There’s a great deal of responsibility connected with what we do. It’s therefore important to occasionally stop and reflect on the real patient experience, to ensure the work we do has a truly positive downstream effect. Here we share a powerful case study from the patient side of science…
A disease by any other name
Can you imagine the most basic tasks of your life, like showering or cooking, requiring the effort it takes to conquer Mount Everest? If you can, then you have just a small taste of the daily struggles faced by patients with Chronic Fatigue Syndrome (CFS). However, the reality for many of the estimated one million Americans struggling with this debilitating illness is that they are often dismissed, in part because the disease is invisible, misunderstood, and not recognized by all clinicians.
For decades these individuals have been written off as depressed, lazy, or labeled as having the “yuppie flu;” suffering from modern apathy. This despite Mark Loveless, M.D., stating in a Congressional Briefing that patients are “as ill as an AIDS patient in the final two months of life.”

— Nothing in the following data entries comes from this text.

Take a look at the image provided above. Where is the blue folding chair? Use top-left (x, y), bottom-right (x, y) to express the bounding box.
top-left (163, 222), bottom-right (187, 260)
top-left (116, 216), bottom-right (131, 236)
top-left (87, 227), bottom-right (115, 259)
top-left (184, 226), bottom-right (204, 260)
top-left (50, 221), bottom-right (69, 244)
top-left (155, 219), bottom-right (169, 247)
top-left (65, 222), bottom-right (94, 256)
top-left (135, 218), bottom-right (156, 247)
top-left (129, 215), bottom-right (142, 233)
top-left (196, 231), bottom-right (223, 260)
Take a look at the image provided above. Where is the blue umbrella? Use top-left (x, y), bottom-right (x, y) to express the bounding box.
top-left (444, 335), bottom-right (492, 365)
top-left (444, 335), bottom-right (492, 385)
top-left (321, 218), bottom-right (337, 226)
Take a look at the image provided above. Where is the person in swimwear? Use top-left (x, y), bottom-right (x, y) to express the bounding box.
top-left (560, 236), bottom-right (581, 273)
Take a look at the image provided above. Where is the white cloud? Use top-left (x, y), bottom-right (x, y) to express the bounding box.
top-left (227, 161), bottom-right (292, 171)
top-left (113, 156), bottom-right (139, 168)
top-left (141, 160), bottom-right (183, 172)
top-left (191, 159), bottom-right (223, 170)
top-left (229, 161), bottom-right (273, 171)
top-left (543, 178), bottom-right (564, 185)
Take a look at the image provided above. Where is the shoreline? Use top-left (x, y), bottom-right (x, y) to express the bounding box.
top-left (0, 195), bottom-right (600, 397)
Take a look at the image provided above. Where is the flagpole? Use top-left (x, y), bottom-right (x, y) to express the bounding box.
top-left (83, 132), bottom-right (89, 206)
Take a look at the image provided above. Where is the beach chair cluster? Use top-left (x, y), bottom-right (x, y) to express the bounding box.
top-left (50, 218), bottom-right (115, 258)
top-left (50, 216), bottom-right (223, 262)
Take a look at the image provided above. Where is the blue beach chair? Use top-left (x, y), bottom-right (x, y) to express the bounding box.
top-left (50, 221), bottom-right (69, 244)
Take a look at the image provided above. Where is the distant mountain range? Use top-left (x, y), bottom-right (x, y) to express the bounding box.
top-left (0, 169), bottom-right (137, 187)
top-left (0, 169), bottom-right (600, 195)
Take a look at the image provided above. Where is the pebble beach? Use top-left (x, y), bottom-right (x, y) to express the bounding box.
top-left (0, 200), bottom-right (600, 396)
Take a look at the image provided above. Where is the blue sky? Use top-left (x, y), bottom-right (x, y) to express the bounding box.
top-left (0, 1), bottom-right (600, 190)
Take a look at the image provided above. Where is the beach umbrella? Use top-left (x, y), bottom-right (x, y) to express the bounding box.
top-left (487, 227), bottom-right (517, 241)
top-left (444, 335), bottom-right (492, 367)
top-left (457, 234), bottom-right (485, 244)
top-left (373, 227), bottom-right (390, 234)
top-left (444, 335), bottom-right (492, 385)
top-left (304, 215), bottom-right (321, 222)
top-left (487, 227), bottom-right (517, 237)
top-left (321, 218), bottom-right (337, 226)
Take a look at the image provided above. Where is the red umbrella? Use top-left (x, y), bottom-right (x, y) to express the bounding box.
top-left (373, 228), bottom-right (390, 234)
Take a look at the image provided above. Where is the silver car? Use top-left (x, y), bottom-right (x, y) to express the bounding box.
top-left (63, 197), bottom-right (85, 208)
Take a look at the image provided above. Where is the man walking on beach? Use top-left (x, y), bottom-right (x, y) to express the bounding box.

In February, the Institute of Medicine took a bold step towards helping CFS become more accepted as the serious illness it is. As part of their Beyond Myalgic Encephalomyelitis/Chronic Fatigue Syndrome: Redefining an Illness report, the Institute took the unusual step of rebranding the disease, the diagnosis – even the name.

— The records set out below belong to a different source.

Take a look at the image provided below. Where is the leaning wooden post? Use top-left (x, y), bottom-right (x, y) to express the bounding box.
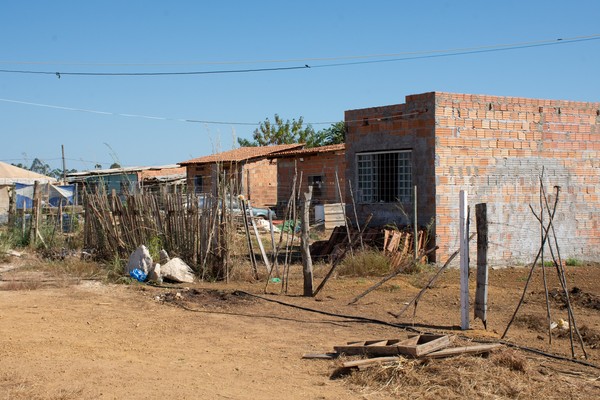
top-left (413, 185), bottom-right (419, 261)
top-left (240, 197), bottom-right (258, 280)
top-left (8, 185), bottom-right (17, 230)
top-left (459, 190), bottom-right (469, 330)
top-left (29, 181), bottom-right (40, 247)
top-left (335, 167), bottom-right (354, 254)
top-left (248, 207), bottom-right (271, 274)
top-left (300, 186), bottom-right (313, 297)
top-left (475, 203), bottom-right (488, 329)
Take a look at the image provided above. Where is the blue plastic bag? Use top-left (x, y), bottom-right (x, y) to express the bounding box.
top-left (129, 268), bottom-right (148, 282)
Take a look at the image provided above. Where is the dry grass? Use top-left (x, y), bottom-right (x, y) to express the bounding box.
top-left (346, 349), bottom-right (598, 399)
top-left (0, 373), bottom-right (85, 400)
top-left (0, 279), bottom-right (43, 290)
top-left (337, 250), bottom-right (391, 277)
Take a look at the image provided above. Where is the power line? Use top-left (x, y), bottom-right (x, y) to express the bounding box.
top-left (0, 34), bottom-right (600, 78)
top-left (0, 34), bottom-right (600, 67)
top-left (0, 98), bottom-right (417, 126)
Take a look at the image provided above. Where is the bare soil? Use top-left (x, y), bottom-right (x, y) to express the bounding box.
top-left (0, 255), bottom-right (600, 399)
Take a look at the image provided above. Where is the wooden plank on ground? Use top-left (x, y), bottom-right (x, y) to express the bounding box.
top-left (302, 353), bottom-right (339, 360)
top-left (419, 343), bottom-right (502, 358)
top-left (343, 357), bottom-right (398, 368)
top-left (334, 334), bottom-right (450, 357)
top-left (397, 335), bottom-right (450, 357)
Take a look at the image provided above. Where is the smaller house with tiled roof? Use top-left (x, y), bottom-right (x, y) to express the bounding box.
top-left (269, 143), bottom-right (346, 206)
top-left (179, 144), bottom-right (303, 207)
top-left (67, 164), bottom-right (185, 196)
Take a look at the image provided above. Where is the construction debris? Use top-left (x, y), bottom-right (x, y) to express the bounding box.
top-left (333, 335), bottom-right (450, 357)
top-left (312, 334), bottom-right (502, 370)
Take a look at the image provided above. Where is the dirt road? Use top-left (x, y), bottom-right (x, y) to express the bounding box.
top-left (0, 260), bottom-right (600, 399)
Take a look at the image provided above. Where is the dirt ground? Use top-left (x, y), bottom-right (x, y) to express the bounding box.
top-left (0, 258), bottom-right (600, 399)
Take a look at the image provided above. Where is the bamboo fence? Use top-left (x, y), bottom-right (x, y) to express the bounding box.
top-left (84, 192), bottom-right (229, 278)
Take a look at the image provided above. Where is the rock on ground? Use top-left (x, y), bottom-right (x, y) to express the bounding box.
top-left (160, 258), bottom-right (194, 283)
top-left (124, 244), bottom-right (154, 276)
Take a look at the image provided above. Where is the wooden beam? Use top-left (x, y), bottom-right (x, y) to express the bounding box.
top-left (419, 343), bottom-right (502, 358)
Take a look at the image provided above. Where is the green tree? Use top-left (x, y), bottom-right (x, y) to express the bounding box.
top-left (306, 121), bottom-right (346, 147)
top-left (238, 114), bottom-right (315, 147)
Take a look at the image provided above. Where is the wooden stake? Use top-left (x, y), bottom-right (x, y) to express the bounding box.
top-left (475, 203), bottom-right (488, 329)
top-left (335, 167), bottom-right (353, 253)
top-left (240, 199), bottom-right (258, 279)
top-left (459, 190), bottom-right (469, 330)
top-left (348, 246), bottom-right (439, 305)
top-left (388, 233), bottom-right (475, 318)
top-left (413, 185), bottom-right (419, 260)
top-left (348, 179), bottom-right (365, 251)
top-left (248, 207), bottom-right (271, 274)
top-left (313, 214), bottom-right (373, 297)
top-left (300, 186), bottom-right (313, 297)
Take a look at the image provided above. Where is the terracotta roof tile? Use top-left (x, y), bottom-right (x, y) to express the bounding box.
top-left (179, 143), bottom-right (304, 165)
top-left (269, 143), bottom-right (346, 158)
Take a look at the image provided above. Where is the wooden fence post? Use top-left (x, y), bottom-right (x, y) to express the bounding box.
top-left (29, 181), bottom-right (40, 247)
top-left (459, 190), bottom-right (469, 330)
top-left (475, 203), bottom-right (488, 329)
top-left (300, 186), bottom-right (313, 297)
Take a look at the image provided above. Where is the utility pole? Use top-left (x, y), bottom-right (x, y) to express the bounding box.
top-left (60, 144), bottom-right (67, 185)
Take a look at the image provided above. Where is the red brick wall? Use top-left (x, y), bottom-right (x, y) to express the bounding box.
top-left (243, 159), bottom-right (277, 207)
top-left (435, 93), bottom-right (600, 264)
top-left (345, 93), bottom-right (435, 238)
top-left (186, 164), bottom-right (215, 193)
top-left (277, 151), bottom-right (347, 206)
top-left (345, 92), bottom-right (600, 265)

As a communicator I was drawn to the committee’s decision to rename CFS to Systemic Exertion Intolerance Disease (SEID). Dr. Ellen Wright Clayton, chair of the committee, noted, “It’s clear that Chronic Fatigue Syndrome does tremendous disservice to these patients.”
Patients have long since felt that the terminology “chronic fatigue” devalues the importance of their symptoms. Imagine you suffered from this debilitating disorder but were constantly met with comments such as “Oh, I’m tired all the time too” or “We all get more tired as we get older”.
So why did the committee decide on SEID? It felt the new name more closely reflected the essence of the disease. In other words, the new name is meant to better represent the major diagnostic criterion of experiencing extreme exhaustion after minor physical, cognitive, or emotional exertion.
Dr. Lucinda Bateman, a member of the committee, told NPR; “The panel chose ‘disease’ rather than ‘disorder’ because ‘it’s a stronger word.’” While the new name doesn’t easily roll off the tongue, each word seems to have been carefully selected to impart as much meaning as possible. It will be interesting to see the impact this rebranding has for promoting understanding and awareness of CFS. In time, it may even improve patients’ treatment and outlook.
We’ve all heard the old adage, “Sticks and stones may break my bones, but words will never hurt me.” In reality, words have a profound influence on how we perceive the very things they describe and even have the power to trivialize critical issues. However, as this rebranding shows, they can also bring new attention to serious conditions, hopefully leading to more funding, more research and tangible improvements to SEID sufferers’ quality of life. For our part, as science marketers, we must hold ourselves accountable to how we portray any patient groups.